It looks like some debates about Derrida are emerging once again. I don’t wish to ignite that fracas all over, but I was interested in something James over at Critical Animal says. James writes:
But still, this idea that Derrida was never invested in creating his own philosophical positions seem to either come from too narrow of a reading of Derrida, or too narrow of an idea of philosophy, or both. If you look at the ‘late’ Derrida, he is clearly trying to work out ideas of cosmopolitanism, friendship/fraternity, and hospitality. Frequently in a non-anthropocentric register. He did so both through recourse to other texts, but also through a profound number of insights of his own that were not mere textual glosses.
I haven’t read most of the posts in the current round of Derrida debates, but I was surprised by James’ remarks here. Are people really claiming that Derrida develops no philosophical position or that he only gives textual glosses? I’ve never thought such a thing. It’s always seemed to me that Derrida is making rather strong philosophical claims. To me it seems that Derrida’s core thesis is that reality is structured by the signifier for humans. At the heart of this claim are the two central theses of structuralist linguistics that 1) signifiers are differentially constituted (hence all the stuff about differance and the trace), and 2) that signifiers only refer to other signifiers. As Lacan articulated the latter point, “the signifier represents the subject for another signifier”. Within this framework, then, the referential function is undermined as language only refers to language, never to world. Derrida constantly explores the limits of language– hence his interest in Levinas –but only, it seems to me, as opening on to an Other that exceeds all possibility of being articulated in language.
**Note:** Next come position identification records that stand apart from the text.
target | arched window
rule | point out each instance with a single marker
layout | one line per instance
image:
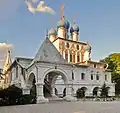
(97, 77)
(77, 47)
(16, 71)
(67, 45)
(82, 76)
(106, 77)
(78, 57)
(91, 76)
(70, 57)
(74, 58)
(66, 55)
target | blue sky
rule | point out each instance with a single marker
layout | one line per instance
(99, 22)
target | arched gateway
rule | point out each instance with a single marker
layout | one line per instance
(47, 83)
(55, 73)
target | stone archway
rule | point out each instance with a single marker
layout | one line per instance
(32, 84)
(81, 92)
(50, 83)
(95, 91)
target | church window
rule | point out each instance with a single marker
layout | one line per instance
(67, 45)
(70, 57)
(66, 55)
(82, 76)
(16, 71)
(106, 77)
(97, 77)
(74, 58)
(77, 47)
(95, 65)
(78, 58)
(91, 76)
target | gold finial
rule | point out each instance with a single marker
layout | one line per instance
(74, 18)
(62, 11)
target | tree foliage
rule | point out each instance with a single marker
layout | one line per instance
(113, 61)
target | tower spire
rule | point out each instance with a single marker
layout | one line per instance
(62, 11)
(74, 18)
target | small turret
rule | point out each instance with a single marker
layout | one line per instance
(87, 53)
(74, 30)
(63, 25)
(52, 34)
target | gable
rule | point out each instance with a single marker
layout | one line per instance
(48, 52)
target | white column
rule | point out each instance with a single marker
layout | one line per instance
(68, 56)
(64, 54)
(26, 91)
(75, 57)
(69, 93)
(40, 96)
Methodologically, the conclusion that follows from this is that talk about the world can only ever be talk about talk or language. This can take the form of the analysis of texts, of speech, of the semiotics of clothing, etc. But working in the background is always the thesis that reality is a signifying construction. To talk about an object such as the telephone on my desk is thus not to talk about my telephone, but about a signifying construction (here reference should be made to Derrida’s discussions of manifestation and phenomena vis a vis Peircian semiotics in Of Grammatology). So sure, Derrida talks about hospitality, cosmopolitanism, friendship/fraternity, etc. (whoever suggested otherwise), but isn’t this always on the horizon of a nominalism where reality is linguistically constructed and where we are inextricably trapped within language? Put a little bit differently, of course Derrida talks about objects all the time (coins, cats, dogs, weapons, etc), but he can do this because all of these objects are texts. His dialectic thus unfolds perpetually around a play between the trace of an Other perpetually withdrawing from language and unreachable and the text of being that’s a signifying construction. One operation consists in demonstrating how attempts to fix reference or presence are always undermined by the play of the signifier (“Parergon”, his reading of Kant’s third Critique is an exemplary example of this), while the other operation consists in marking the place or site of the always undetermined Other (the gift might take place, but if it does it will always be an event that takes place behind our backs, that can’t be anticipated, that can’t be known if it does happen, and that can’t be pinned down). The former operation ceaselessly reveals the manner in which signifier refers to signifiers, rather than a transcendental signified (a concept, form, essence, or universal apart from language) or referent (entities that exist independently of language). As a consequence, manifestation or phenomenality is an effect of this differential play of language or the signifier, not a being apart from language itself. The caveat, of course, is that there is always the possibility (which is simultaneously impossible) of a withdrawn Other. This really isn’t what Derrida is arguing?